Severe malarial anemia (SMA; hemoglobin [Hb] <5.0 g/dL) is a leading global cause of morbidity and mortality among children residing in Plasmodium falciparum transmission regions. Exploration of molecular pathways through global gene expression profiling revealed that SMA was characterized by decreased HSPA1A, a heat shock protein 70 (Hsp70) coding gene. Hsp70 is a ubiquitous chaperone that regulates nuclear factor-kappa B (NF-κB) signaling and production of proinflammatory cytokines known to be important in malaria pathogenesis (for example, IL-1β, IL-6 and TNF-α). Since the role of host Hsp70 in malaria pathogenesis is unexplored, we investigated Hsp70 and molecular pathways in children with SMA. Validation experiments revealed that leukocytic HSP70 transcripts were reduced in SMA relative to nonsevere malaria, and that intraleukocytic hemozoin (PfHz) was associated with lower HSP70. HSP70 was correlated with reticulocyte production and Hb.

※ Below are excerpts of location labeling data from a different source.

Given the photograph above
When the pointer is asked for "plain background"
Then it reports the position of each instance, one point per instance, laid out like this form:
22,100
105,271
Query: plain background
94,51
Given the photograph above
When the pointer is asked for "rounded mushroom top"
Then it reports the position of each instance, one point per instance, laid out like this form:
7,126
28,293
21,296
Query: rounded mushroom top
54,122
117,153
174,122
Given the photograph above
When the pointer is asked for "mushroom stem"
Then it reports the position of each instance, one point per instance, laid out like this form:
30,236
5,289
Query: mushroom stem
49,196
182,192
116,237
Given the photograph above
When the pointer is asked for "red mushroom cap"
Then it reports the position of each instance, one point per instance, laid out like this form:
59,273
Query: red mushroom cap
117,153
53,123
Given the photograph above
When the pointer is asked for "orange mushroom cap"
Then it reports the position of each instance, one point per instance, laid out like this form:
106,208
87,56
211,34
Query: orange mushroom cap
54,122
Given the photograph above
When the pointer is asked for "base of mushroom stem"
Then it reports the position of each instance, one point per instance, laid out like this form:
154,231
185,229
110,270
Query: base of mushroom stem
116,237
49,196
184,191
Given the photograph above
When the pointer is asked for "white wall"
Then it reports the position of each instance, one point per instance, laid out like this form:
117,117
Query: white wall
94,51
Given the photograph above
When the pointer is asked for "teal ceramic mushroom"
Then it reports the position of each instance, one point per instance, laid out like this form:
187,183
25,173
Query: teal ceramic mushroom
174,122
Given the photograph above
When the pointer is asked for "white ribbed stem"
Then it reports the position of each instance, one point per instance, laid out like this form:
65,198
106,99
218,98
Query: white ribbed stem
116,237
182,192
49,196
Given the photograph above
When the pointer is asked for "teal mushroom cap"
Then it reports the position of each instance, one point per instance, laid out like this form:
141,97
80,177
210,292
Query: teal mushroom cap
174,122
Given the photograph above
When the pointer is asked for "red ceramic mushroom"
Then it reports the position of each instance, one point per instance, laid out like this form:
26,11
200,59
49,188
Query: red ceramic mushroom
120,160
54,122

Since glutamine (Gln) upregulates Hsp70, modulates NF-κB activation and attenuates overexpression of proinflammatory cytokines, circulating Gln was measured in children with malaria. Reduced Gln was associated with increased risk of developing SMA. Treatment of cultured peripheral blood mononuclear cells (PBMCs) with PfHz caused a time-dependent decrease in Hsp70 transcripts/protein and NF-κB activation. Gln treatment of PBMCs overcame PfHz-induced suppression of HSP70 transcripts/protein, reduced NF-κB activation and suppressed overexpression of IL-1β, IL-6 and TNF-α. These findings demonstrate that SMA is characterized by reduced intraleukocytic HSP70 and circulating Gln, and that PfHz-induced suppression of HSP70 can be reversed by Gln. Thus, Gln supplementation may offer important immunotherapeutic options for futures studies in children with SMA.